Apartments may be the way most capital city dwellers live in the future, and state governments have stepped up incentives to woo people, particularly first-home buyers, into the sector.
But among property experts they are viewed as a hazardous investment class, particularly when bought new or off the plan. Of particular concern to valuers and a range of property investment advisers are apartments in new high-density precincts – viewed as liable to show poor returns or be difficult to on-sell. Choosing correctly is crucial.
There are some stand-out examples of when it works well, such as the DeNode apartment development in Sydney’s Surry Hills by developer Haralambis Property. Those who bought one of the 54 apartments off the plan when it was marketed in 2009-10 typically paid about $8500 a square metre. They’re now worth closer to $11,850 a sq m – and the building has only been standing for a little over a year.
Neil Smoli, managing director of Aviate Group, sources new residential developments and recommends them to investor clients. DeNode was one of his picks. He says new apartments offer a lot of benefits. Aside from the appeal of new materials and appliances covered by warranties, they also have low maintenance costs and tax advantages from depreciation.
But he says there are pitfalls.
The level of competition for homes in an area will drive sales prices and rental returns, and this is an issue when you have large infill precincts that experience a surge of new supply.
“As a group we avoid towers altogether,” Smoli says. “The apartments within are effectively competing with each other.”
He also recommends avoiding “areas with high density sites in high density locations with no height restrictions”.
Smoli recommends looking at smaller, boutique developments in undersupplied areas with limits on how much can be built. He says the best areas are inner city suburbs that offer a good lifestyle with gyms and restaurants in abundance.
This “third space” appeals to busy workers who no longer want big homes and yards – they are the areas between work and home that apartment dwellers rely on for recreation.
The central business district fringe is better than the CBD, Smoli says, because inner suburbs typically have limited supply and a better lifestyle.
BBQs and pools
The selection of apartments in a development is important. Flats above a garage entry or next to a lift well are not ideal because of noise. Inclusions like barbecue facilities, pools and gyms might appeal to owner-occupiers but are not ideal for investors, who pay for them when they buy and through strata fees even though tenants rarely use them, Smoli says.
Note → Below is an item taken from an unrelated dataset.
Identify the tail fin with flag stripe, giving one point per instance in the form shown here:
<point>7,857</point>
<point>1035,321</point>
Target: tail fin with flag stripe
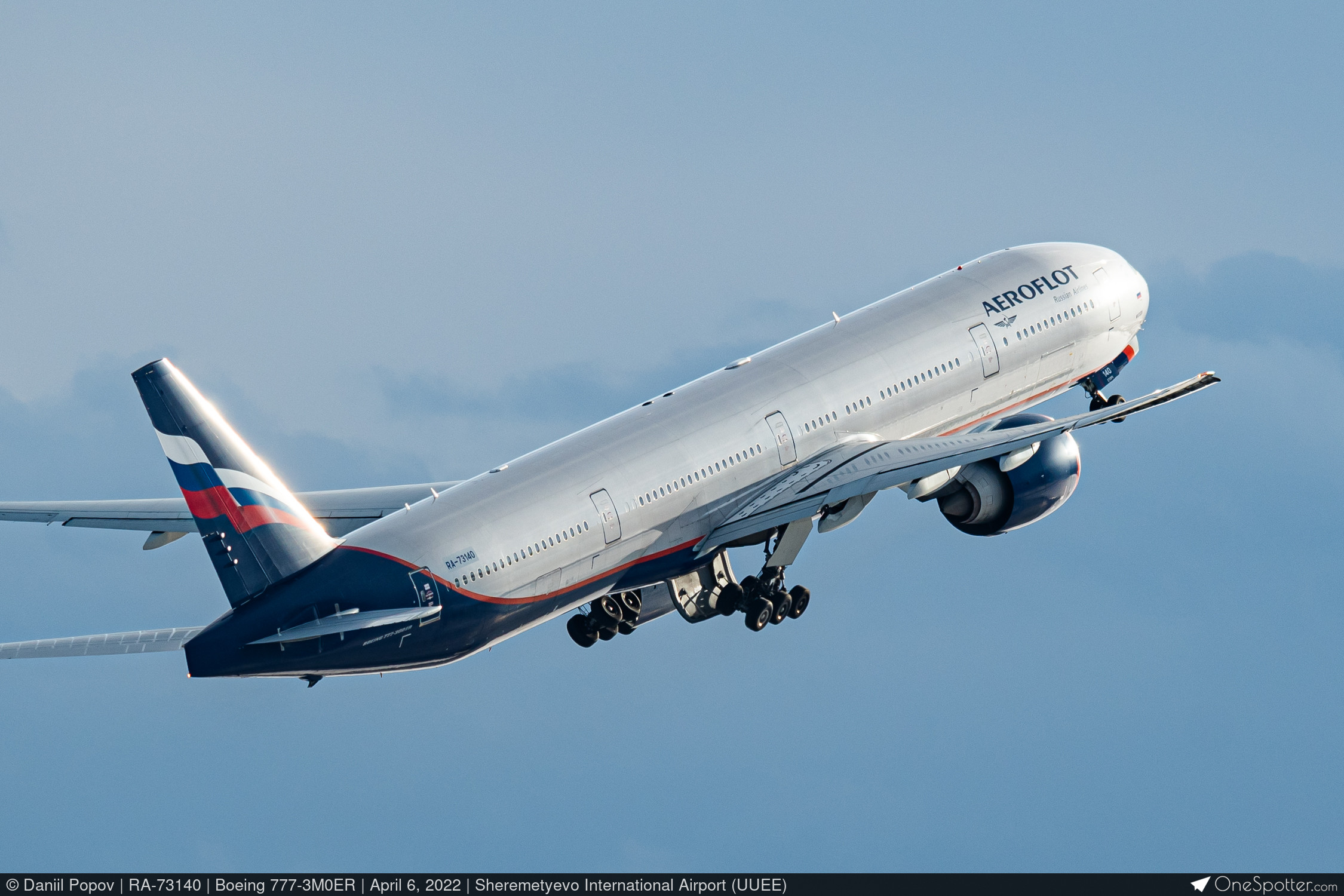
<point>254,530</point>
Be sure to pick a developer with a good record of delivering on what was promised in the plan. And steer clear of studios and three-bedroom apartments.
“Studio apartments are only suitable for a narrow tenant profile and have a limited resale market, while the premium for the extra bedroom in three-bedroom apartments doesn’t translate into increased yield and, therefore, makes it arduous for the typical investor to hold over the long term.”
Make it a must have
Most of all, pick something that buyers are likely to get emotional about. “As an investor you want to be exciting to an emotional owner occupier, who must have the property and is more likely to pay a premium for it rather than a sophisticated investor who is going to do it on the facts and figures.”
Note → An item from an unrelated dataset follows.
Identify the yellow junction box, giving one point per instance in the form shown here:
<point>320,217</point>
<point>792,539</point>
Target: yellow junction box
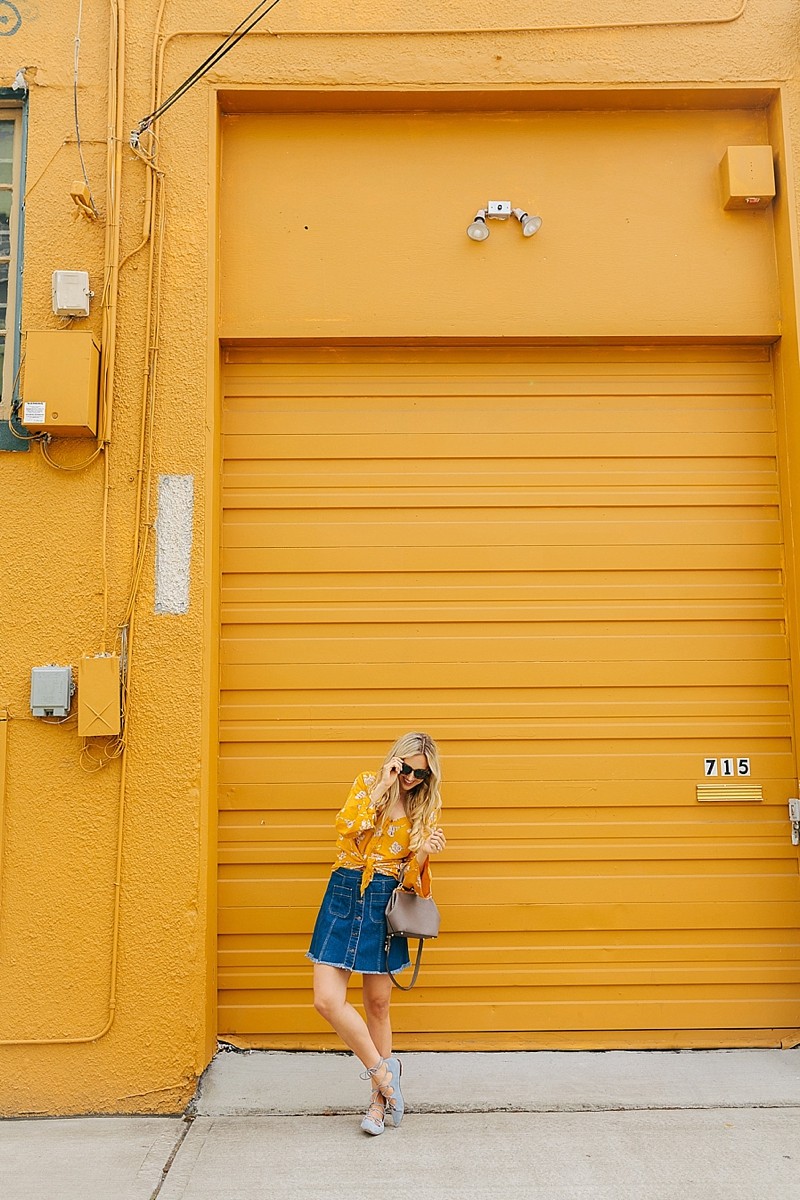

Greville Pabst, chief executive of Melbourne-based property advisory and valuation firm WBP Property, says he would only consider buying a new apartment in a low-density block of, at most, 20 apartments. He says people who buy apartments off-the-plan in growth precincts like Docklands often run into trouble when it comes time to settle. Properties can be valued at substantially less than original sale prices, and banks may refuse to lend, forcing buyers to come up with more money or forfeit their deposits.
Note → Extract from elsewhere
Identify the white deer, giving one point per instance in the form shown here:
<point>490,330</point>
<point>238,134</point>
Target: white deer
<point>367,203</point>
“In some cases where people have paid $11,000 or $12,000 per square metre for an apartment, at valuation or when they want to resell, quite often they’re coming in at $9000 or $10,000 a square metre,” Pabst says.
This is for various reasons. The sale price can be artificially inflated by incentives like stamp duty cuts or grants, and by the capitalisation of future tax benefits from depreciation. They may attract the interest and bidding might of foreign buyers, who can’t buy it at resale due to foreign investment laws. And big developers spend big on marketing new apartments – a luxury the new owner doesn’t enjoy at resale.
“We’re not only seeing it in Docklands but also in the house and land packages in the outer suburbs of Melbourne,” Pabst says. “When you’re buying an investment unit in a group of 100 or 150 other units, you’re not buying any scarcity. What that means is whenever you have to sell one of those, there might be five or 10 exactly like it in the same tower for sale. If you want to sell it it’s a race to the bottom. You have to drop your price to the cheapest of all of them to get a sale.”
Banks can be picky
He says some banks don’t lend on apartments smaller than 50 sq m, and some buyers don’t realise this.
Ben Stewart, director of CBRE’s project marketing team, says by buying into a new apartment you’re getting the newest advances in sustainability and design.
“We see rents increasing all the time. There’s still a shortage of stock [in Sydney] and it doesn’t take long for it to be taken up.”